The Swedish legislation at stake in Laval was incompatible with Article 56 TFEU. The rights this provision confers upon private parties, namely the freedom to provide services and the right not to be discriminated against on account of nationality, were not breached in respect of the trade unions. Therefore, the trade unions do not fall within the scope of protection of Article 56 TFEU, which does not aim to protect the damages suffered by the trade unions, namely the amount payable to Laval as a result of the disapplication of the Swedish provision that is incompatible with Article 56 TFEU.
417. The same applies to Swedex: the German provision that is incompatible with Article 21 Charter discriminated employees on account of their age. Swedex is not discriminated against and does therefore not fall within the scope of protection of Article 21 Charter and Directive 2000/78. These provisions do not aim to protect against damages suffered by a private party that relied on national legislation that has to be disapplied for being incompatible with Article 21 TFEU and Directive 2000/78 – e.g. the amount that Swedex had to pay Kücükdeveci as a result of the disapplication of the German problematic provision.
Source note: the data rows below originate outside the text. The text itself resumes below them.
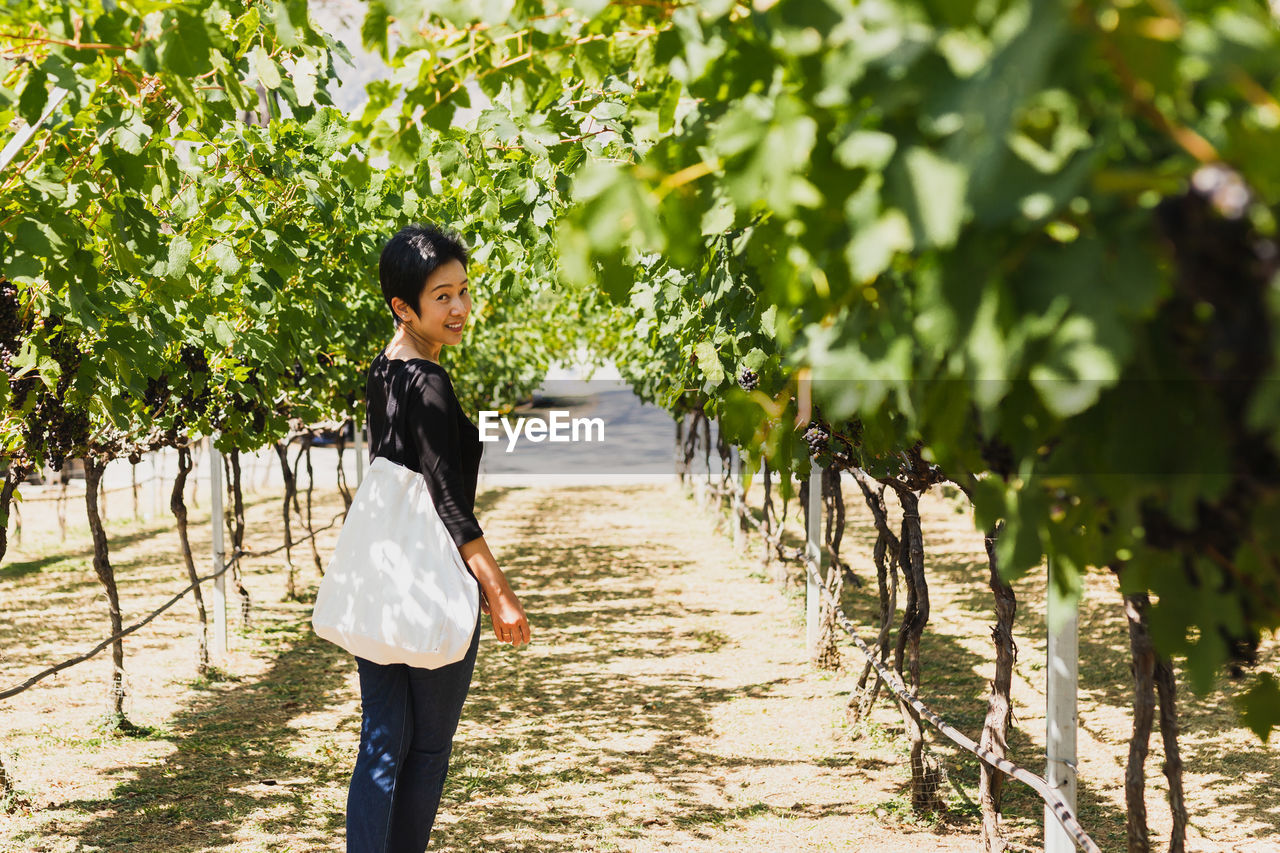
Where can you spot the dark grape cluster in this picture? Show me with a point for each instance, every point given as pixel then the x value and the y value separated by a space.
pixel 10 320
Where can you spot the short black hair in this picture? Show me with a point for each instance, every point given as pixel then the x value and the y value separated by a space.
pixel 411 256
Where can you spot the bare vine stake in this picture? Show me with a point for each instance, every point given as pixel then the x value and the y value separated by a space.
pixel 813 555
pixel 1060 717
pixel 178 505
pixel 357 433
pixel 289 484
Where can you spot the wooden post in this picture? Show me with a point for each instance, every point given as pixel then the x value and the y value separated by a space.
pixel 813 555
pixel 735 466
pixel 359 446
pixel 215 495
pixel 1061 714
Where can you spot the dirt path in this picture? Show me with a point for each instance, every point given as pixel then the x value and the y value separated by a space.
pixel 664 705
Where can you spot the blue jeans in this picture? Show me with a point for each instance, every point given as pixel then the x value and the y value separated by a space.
pixel 406 735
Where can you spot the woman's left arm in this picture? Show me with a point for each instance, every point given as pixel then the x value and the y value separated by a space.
pixel 504 610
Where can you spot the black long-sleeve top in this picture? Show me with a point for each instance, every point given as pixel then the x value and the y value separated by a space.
pixel 416 420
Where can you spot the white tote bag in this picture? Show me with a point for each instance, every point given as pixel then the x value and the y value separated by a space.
pixel 396 589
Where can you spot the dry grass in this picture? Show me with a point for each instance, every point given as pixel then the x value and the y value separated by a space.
pixel 664 703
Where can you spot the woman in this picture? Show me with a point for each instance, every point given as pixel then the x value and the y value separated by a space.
pixel 410 714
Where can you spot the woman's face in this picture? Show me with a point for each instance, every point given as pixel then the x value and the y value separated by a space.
pixel 444 304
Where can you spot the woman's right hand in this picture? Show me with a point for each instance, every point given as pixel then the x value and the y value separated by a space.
pixel 510 624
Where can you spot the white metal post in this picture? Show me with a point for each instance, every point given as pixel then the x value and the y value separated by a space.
pixel 215 495
pixel 813 553
pixel 356 429
pixel 1061 714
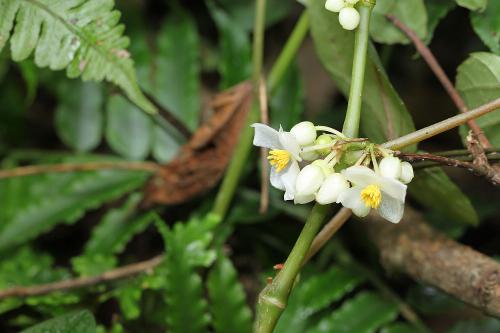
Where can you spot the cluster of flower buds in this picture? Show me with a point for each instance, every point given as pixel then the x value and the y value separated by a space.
pixel 348 15
pixel 307 163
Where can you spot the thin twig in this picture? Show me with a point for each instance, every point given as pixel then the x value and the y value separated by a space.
pixel 431 60
pixel 116 274
pixel 73 167
pixel 264 182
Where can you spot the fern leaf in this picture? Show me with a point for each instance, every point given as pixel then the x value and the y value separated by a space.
pixel 228 307
pixel 82 36
pixel 364 313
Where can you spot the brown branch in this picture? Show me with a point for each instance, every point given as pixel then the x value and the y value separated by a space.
pixel 73 167
pixel 478 169
pixel 426 255
pixel 426 53
pixel 116 274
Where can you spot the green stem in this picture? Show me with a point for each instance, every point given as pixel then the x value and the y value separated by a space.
pixel 351 122
pixel 442 126
pixel 289 52
pixel 273 299
pixel 244 146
418. Is there another rule of Union law that the trade unions and Swedex can rely on, that confers rights upon them and that aims to protect them against the damages suffered? I dare to doubt that. The obligation of Member States to attune their national legislation to rules of Union law and their obligation to implement directives correctly and in due time are obligations that do not confer a specific subjective right upon private parties. Therefore, those obligations cannot be invoked by private parties, like the trade unions and Swedex, that have become the victim of the Member State’s failure to comply with those obligations. Concluding, an action for Member State liability by parties like the trade unions and Swedex on the basis of the conditions formulated by the Court of Justice would thus strand at the Schutznorm requirement.4 For this reason, it would be pointless to elaborate on the other conditions for Member State liability. From the perspective of judicial protection of private parties in relation to failures of a Member State to comply with their obligations under EU law, this conclusion can be frowned upon because it reveals that EU law shows a lacuna in the set of rules in Union law that promote effective judicial protection against breaches of Union law: private parties can become the victim of a Member State’s failure to comply with Union law without having the opportunity to have their damages recovered on the basis of Union law. Hence, the only way for these parties to try to recover their damages is by employing the national regime for State liability.